Epílogo: Curiosidades
– Apesar de talvez ter sido a maior saga de quadrinhos envolvendo diversos super-heróis, Crise nas Infinitas Terras, no entanto, não foi a primeira dessa escala. O posto de número 1 vai para Guerras Secretas, da concorrente Marvel, lançada quase simultaneamente ao épico da DC, mas algumas semanas antes.
– Crise Nas infinitas Terras é quase um “plágio” de uma história publicada em 1978 na revista Showcase nº 100 pela mesma DC Comics. A história reúne diversos personagens a DC (que haviam aparecido na revista até então) para enfrentar uma ameaça ao planeta.
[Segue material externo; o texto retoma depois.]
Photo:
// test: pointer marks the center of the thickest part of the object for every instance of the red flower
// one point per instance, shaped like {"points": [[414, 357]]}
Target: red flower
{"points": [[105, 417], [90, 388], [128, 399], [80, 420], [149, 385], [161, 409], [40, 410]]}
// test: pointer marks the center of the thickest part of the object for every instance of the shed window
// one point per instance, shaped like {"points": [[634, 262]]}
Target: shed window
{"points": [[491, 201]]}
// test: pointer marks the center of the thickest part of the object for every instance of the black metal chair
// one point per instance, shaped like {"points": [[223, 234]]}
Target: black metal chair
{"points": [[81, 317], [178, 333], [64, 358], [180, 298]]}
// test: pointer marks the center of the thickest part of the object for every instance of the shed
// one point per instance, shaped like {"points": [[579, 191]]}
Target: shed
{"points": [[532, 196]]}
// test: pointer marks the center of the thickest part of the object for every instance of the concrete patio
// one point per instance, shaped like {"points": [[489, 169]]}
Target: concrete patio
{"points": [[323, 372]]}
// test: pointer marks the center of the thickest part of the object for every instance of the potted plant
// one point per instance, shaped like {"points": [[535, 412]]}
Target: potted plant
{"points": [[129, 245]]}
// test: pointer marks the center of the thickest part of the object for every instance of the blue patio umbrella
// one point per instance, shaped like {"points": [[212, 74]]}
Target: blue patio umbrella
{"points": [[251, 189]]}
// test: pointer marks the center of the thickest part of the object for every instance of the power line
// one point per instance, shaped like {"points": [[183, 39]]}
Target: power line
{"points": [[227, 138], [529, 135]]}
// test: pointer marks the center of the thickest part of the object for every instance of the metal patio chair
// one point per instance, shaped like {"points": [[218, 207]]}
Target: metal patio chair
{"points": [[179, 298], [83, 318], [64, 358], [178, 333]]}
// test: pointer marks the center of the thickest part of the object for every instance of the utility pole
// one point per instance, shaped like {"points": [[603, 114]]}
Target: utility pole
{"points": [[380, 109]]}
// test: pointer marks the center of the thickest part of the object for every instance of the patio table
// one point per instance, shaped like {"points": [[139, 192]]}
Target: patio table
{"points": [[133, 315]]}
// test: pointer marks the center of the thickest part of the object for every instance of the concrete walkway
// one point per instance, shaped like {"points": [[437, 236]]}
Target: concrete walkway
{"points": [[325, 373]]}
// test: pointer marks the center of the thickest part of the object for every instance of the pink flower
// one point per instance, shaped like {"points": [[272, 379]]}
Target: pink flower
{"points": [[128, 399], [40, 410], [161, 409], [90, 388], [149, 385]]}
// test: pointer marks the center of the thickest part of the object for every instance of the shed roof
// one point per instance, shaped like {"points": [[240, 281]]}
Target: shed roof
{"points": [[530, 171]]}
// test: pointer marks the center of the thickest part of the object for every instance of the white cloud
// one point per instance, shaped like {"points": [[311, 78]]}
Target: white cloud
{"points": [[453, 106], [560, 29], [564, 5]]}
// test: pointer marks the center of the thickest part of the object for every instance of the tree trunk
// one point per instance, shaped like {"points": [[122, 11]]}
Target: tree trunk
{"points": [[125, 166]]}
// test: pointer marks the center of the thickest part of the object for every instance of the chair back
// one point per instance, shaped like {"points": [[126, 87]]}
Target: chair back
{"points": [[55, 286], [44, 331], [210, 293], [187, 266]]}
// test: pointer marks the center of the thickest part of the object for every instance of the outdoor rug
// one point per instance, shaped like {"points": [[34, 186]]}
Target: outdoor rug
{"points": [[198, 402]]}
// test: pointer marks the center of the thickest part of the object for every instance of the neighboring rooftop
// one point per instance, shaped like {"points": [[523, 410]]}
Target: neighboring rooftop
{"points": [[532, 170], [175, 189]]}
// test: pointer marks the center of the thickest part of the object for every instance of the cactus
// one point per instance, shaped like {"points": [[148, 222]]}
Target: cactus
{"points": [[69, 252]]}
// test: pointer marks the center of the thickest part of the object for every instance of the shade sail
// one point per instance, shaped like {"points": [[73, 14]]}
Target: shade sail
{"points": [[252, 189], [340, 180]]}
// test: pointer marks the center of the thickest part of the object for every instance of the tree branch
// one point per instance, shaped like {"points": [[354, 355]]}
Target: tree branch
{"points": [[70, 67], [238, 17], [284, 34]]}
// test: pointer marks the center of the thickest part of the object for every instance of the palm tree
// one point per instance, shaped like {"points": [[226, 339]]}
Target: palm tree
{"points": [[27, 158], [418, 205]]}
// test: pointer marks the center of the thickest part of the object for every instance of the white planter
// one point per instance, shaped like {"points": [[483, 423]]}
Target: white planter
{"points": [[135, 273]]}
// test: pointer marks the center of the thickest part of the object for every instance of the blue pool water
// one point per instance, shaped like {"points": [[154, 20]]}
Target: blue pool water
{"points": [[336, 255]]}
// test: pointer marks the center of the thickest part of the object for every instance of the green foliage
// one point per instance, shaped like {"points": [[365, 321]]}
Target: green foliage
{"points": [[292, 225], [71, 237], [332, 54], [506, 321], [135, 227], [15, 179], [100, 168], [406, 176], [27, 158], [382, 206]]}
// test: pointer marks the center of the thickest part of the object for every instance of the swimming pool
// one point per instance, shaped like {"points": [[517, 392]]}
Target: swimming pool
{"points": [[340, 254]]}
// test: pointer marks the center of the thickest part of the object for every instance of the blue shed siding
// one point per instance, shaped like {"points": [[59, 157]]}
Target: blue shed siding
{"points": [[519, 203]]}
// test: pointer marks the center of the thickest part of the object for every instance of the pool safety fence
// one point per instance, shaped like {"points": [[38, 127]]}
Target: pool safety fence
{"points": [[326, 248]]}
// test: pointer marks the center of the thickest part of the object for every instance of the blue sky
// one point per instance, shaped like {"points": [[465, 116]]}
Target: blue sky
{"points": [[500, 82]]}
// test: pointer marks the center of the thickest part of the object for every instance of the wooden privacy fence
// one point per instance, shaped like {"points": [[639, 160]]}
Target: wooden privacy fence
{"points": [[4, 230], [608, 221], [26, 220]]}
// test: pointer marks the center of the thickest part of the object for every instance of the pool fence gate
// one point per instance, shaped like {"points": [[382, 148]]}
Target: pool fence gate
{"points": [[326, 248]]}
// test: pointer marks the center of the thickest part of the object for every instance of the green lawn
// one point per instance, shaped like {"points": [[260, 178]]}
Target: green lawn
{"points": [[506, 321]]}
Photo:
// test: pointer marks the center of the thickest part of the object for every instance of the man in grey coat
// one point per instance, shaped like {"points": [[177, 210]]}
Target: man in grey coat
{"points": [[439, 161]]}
Apesar da ameaça não ser exatamente a mesma, a seqüência de fatos e a narrativa é extremamente semelhante à vista anos depois em Crise nas Infinitas Terras.
– Além disso, a palavra “Crise”, que estampa a saga (e foi usada subsequentemente por outras grandes sagas da editora) veio das histórias “Crise na Terra 1”/”Crise na Terra 2”, que marcam a primeira aventura conjunta entre a Sociedade da Justiça (Heróis da Era de Ouro) e a Liga da Justiça (Heróis da Era de Prata).
– O Superman da Terra 2, o original, teve seu universo destruído e, junto com o Superboy da Terra Prime, ficaram no universo de antimatéria para os outros heróis poderem voltar. Alexander Luthor, filho de um Lex Luthor herói da Terra 3, que tinha poderes de cruzar universos, levou Superman, Superboy e Lois Lane da Terra 2 para um “outro lugar onde nunca sentiriam dor e apenas estariam em paz” ao fim da saga (uma alusão ao paraíso). Era um final digno para o maior herói de todos, afinal. Infelizmente, esses personagens mais recentemente retornaram em Crise Infinita e Blackest Night (mas isso é assunto pra outra hora)
– Para homenagear o fim do maior de todos os heróis, o Superman da Era de Ouro, a DC escalou ninguém menos do que o (na época) promissor escritor Alan Moore para contar a última aventura do Homem de Aço pré-crise. O Resultado foi a história “O que aconteceu com o Homem de Aço?“, um épico em duas partes que homenageia e explora toda a rica mitologia do Superman, mostrando o quão inesquecíveis poderiam ser as histórias do herói nas mãos de roteiristas mais competentes. Mas já era tarde demais, e essa seria a última vez que veríamos o personagem de forma digna.
– Aqui no Brasil, até Crise nas Infinitas Terras, Lois Lane era chamada de Miriam Lane (uma maldita mania dos editores brasileiros de “aportuguesar” os nomes dos personagens); O abril (editora brasileira que recém havia adquirido os direitos de publicar a DC aqui) aproveitou a saga para incluir de vez o nome original: Lois.
– Em Superman: O Legado das Estrelas (2003), Mark Waid surgiu com uma proposta inusitada: recontar a origem do Superman tentando mesclar as origens vistas em outras mídias num mesmo coeso conceito. O Resultado foi essa maxi-série em 12 edições que mistura elementos dos filmes de Richard Donner, do Superman de John Byrne, do Superman original e da série Smallville. Inicialmente, a DC considerou essa nova revisão como a origem definitiva do personagem. Mas não demorou muito pra justificar as “diversas origens” do herói com a saga Crise Infinita.
– Atualmente, Superman está passando por mais uma revisão de sua origem, na forma da mini-série Origem Secreta. Escrita por Geoff Johns, a história tenta fazer o mesmo que Mark Waid (misturando todas as versões do homem de aço numa só), mas dando destaque aos quadrinhos, principalmente aos elementos da Era de Prata que foram esquecidos após a crise. Vamos esperar que esta seja finalmente a origem “definitiva” do Homem de Aço. Mas eu duvido.